Highly scrutinized at first, Clark’s tactics ultimately gained attention across the country equally for its unique style as well as its effectiveness with a predominately Black student population in a neglected city near his hometown of Newark.

Eastside High School principal Joe Clark holding bullhorn an

Source: New York Daily News Archive / Getty

While Clark was described as unorthodox, his brand of education administration drew on experience from his first job out of college: A U.S. Army Reserve Sergeant and Drill Instructor.

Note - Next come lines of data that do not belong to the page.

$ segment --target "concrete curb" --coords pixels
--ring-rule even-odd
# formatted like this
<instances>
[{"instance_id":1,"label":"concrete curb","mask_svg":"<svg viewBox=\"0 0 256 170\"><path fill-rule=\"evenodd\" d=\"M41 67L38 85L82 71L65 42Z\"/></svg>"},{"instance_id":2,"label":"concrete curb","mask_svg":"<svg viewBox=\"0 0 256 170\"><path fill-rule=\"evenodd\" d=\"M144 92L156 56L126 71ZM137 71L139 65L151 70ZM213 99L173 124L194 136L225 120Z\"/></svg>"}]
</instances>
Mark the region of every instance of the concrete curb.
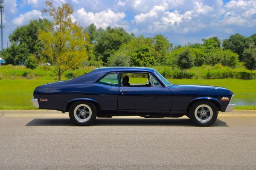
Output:
<instances>
[{"instance_id":1,"label":"concrete curb","mask_svg":"<svg viewBox=\"0 0 256 170\"><path fill-rule=\"evenodd\" d=\"M219 112L219 117L256 117L256 110L236 110L231 112ZM50 110L2 110L0 117L68 117L67 112ZM138 118L140 116L115 116L115 118Z\"/></svg>"}]
</instances>

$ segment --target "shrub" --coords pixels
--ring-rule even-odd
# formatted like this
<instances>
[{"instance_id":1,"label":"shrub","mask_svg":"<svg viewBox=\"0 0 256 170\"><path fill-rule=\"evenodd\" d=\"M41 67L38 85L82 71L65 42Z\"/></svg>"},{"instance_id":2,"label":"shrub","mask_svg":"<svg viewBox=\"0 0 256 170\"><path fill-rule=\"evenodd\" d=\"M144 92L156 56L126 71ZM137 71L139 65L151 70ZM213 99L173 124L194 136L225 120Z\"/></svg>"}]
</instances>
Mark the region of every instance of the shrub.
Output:
<instances>
[{"instance_id":1,"label":"shrub","mask_svg":"<svg viewBox=\"0 0 256 170\"><path fill-rule=\"evenodd\" d=\"M24 63L24 65L27 68L31 69L34 69L36 68L38 65L38 61L33 56L29 56Z\"/></svg>"},{"instance_id":2,"label":"shrub","mask_svg":"<svg viewBox=\"0 0 256 170\"><path fill-rule=\"evenodd\" d=\"M245 71L239 71L236 74L236 78L237 79L250 79L250 77L251 74Z\"/></svg>"},{"instance_id":3,"label":"shrub","mask_svg":"<svg viewBox=\"0 0 256 170\"><path fill-rule=\"evenodd\" d=\"M33 73L29 73L26 75L26 78L28 79L34 79L35 77L35 74Z\"/></svg>"}]
</instances>

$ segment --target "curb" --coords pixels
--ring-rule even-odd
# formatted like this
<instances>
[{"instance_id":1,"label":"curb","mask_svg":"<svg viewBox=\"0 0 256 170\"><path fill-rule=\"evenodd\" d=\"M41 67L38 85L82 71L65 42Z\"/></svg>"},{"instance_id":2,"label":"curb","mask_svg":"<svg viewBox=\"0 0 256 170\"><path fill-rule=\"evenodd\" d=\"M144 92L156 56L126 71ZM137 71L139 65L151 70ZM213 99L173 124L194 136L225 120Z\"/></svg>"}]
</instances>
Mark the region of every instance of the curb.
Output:
<instances>
[{"instance_id":1,"label":"curb","mask_svg":"<svg viewBox=\"0 0 256 170\"><path fill-rule=\"evenodd\" d=\"M231 112L219 112L219 117L256 117L256 110L236 110ZM68 113L51 110L2 110L0 117L68 117ZM139 118L138 116L114 116L115 118ZM169 118L166 118L168 119Z\"/></svg>"}]
</instances>

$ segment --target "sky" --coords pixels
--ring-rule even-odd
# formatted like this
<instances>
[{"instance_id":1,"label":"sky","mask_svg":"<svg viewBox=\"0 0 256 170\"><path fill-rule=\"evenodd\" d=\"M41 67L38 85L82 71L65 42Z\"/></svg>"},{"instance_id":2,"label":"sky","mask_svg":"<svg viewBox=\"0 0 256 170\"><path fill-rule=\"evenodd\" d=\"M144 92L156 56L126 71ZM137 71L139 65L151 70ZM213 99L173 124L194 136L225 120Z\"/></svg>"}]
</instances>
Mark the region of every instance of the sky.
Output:
<instances>
[{"instance_id":1,"label":"sky","mask_svg":"<svg viewBox=\"0 0 256 170\"><path fill-rule=\"evenodd\" d=\"M17 28L38 18L45 0L5 0L3 46ZM136 36L163 34L174 45L202 43L202 38L221 40L240 34L256 33L256 0L54 0L55 6L69 3L74 21L85 27L121 26ZM9 45L10 42L9 42Z\"/></svg>"}]
</instances>

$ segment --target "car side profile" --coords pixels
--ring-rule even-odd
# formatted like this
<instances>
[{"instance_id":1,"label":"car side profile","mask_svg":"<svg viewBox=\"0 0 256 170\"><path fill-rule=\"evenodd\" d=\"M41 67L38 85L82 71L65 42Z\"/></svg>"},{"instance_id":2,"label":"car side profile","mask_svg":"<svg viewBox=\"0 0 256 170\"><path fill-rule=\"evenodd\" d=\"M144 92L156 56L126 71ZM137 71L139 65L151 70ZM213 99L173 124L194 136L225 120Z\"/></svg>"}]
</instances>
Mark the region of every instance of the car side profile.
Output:
<instances>
[{"instance_id":1,"label":"car side profile","mask_svg":"<svg viewBox=\"0 0 256 170\"><path fill-rule=\"evenodd\" d=\"M68 111L75 124L91 124L98 117L188 116L195 125L212 125L219 111L231 111L234 96L227 88L170 83L155 69L105 67L69 80L35 89L38 108Z\"/></svg>"}]
</instances>

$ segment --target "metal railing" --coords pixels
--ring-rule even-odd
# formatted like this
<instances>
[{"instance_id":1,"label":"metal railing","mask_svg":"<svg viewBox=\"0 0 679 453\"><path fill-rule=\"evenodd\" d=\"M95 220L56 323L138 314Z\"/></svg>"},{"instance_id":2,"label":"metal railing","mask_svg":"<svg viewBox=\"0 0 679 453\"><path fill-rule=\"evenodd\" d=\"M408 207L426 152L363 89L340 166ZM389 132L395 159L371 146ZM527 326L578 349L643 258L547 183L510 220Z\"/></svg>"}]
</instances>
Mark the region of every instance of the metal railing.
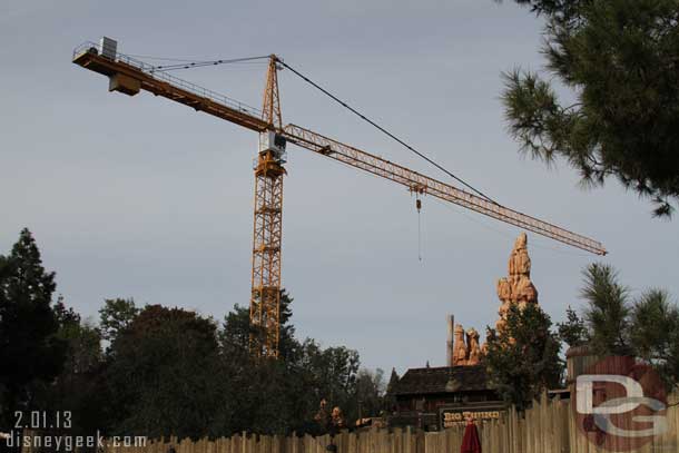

That paved the way for his more than three decades in education, Clark’s family said.

“First serving as a Paterson grade school teacher and the Director of Camps and Playgrounds in Essex County, NJ, Clark soon found his calling in administration as Principal of PS 6 Grammar School,” Clark’s family said in the press release. “Under Clark’s command, the once failing school was transformed into the ‘Miracle of Carroll Street.’”

NJ: Joe Clark Portrait

Source: Joe McNally / Getty

When Clark was appointed to be the principal of Eastside High, he took extreme measures immediately. “In one day, he expelled 300 students for fighting, vandalism, abusing teachers, and drug possession and lifted the expectations of those that remained, continually challenging them to perform better,” the press release said before explaining the significance of Clark’s metaphorical use of a baseball bat: “a student could either strike out or hit a home run.”

The success at Eastside got the attention of Hollywood producers, who cast the venerable Morgan Freeman to portray Clark in the 1989 film, “Lean on Me,” which introduced movie-goers to the New Jersey school and its fearless principal.

Born in Rochelle, Georgia, on May 8, 1938, Clark moved to Newark when he was six years old and lived in New Jersey until he retired in 1989.

Clark is survived by his three children, Olympian and businesswoman Joetta Clark Diggs; Olympic Athlete and Director of Sports Business Development for the Bermuda Tourism Authority Hazel Clark; and athlete and Director of Track and Field and Cross Country at Stanford University Joe (J.J.) Clark, Jr.; as well as three grandchildren, Talitha, Jorell, and Hazel.

May he rest in the same power he enjoyed in life.